In addition, the majority fails to correctly set forth the status of a member in an LLC and the associated rights and interests that such membership entails. An owner of a Florida LLC is classified as a “member,” which is defined as

any person who has been admitted to a limited liability company as a member in accordance with this chapter and has an economic interest in a limited liability company which may, but need not, be represented by a capital account. 608.402 (21), Fla. Stat. (2008) (“Definitions”) (emphasis supplied). Therefore, to be a member of a Florida LLC it is now necessary to be admitted as such under chapter 608 and to also maintain an economic interest in the LLC. Moreover, a member of an LLC holds and carries a “membership interest” that encompasses both governance and economic rights:

“Membership interest,” “member’s interest,” or “interest” means a member’s share of the profits and the losses of the limited liability company, the right to receive distributions of the limited liability company’s assets, voting rights, management rights, or any other rights under this chapter or the articles of organization or operating agreement. 608.402(23), Fla. Stat. (2008) (emphasis supplied). This provision was adopted during the 1999 amendments, which was after the modification to allow single-member LLCs. See ch. 99-315, 1, at 4, Laws of Fla. In stripping the statutory protections designed to protect an LLC as an entity distinct from its owners, the majority obliterates the distinction between economic and governance rights by allowing a judgment creditor to seize both from the member and to liquidate the separate assets of the entity.
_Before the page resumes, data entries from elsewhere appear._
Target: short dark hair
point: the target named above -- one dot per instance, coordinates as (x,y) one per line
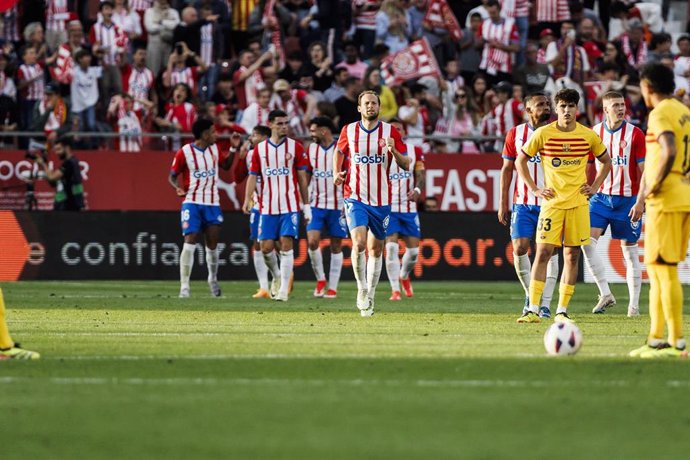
(263,130)
(659,78)
(568,95)
(273,114)
(323,122)
(201,125)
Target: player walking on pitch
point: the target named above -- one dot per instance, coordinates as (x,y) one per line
(283,166)
(197,164)
(326,206)
(406,188)
(665,188)
(612,204)
(564,147)
(362,161)
(526,205)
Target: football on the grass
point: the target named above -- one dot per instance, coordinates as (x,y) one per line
(562,339)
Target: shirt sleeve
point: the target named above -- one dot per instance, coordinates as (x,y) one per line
(509,152)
Consideration of an involuntary lien against a membership interest must address what interests of the member may be involuntarily transferred. Contrary to the view expressed by the majority, a member of an LLC is restricted from freely transferring interests in the entity. For instance, because an LLC is a legal entity that is separate and distinct from its members, the specific LLC property is not transferable by an individual member. In other words, possession of an economic and governance interest does not also create an interest in specific LLC property or the right or ability to transfer that LLC property. See 608.425, Fla. Stat. (2008) (stating that all property originally contributed to the LLC or subsequently acquired is LLC property); see also Bishop, supra, 54 S.D. L. Rev. at 226 (discussing in context of federal tax liens the fact that “[t]ypically, a member is not a co-owner and has no transferable interest in limited liability company property”) (citing Unif. Ltd. Liab. Co. Act 501 (1996), 6A U.L.A. 604 (2003)). The specific property of an LLC is not subject to attachment or execution except on an express claim against the LLC itself. See Bishop & Kleinberg, supra, 1.04[3][d].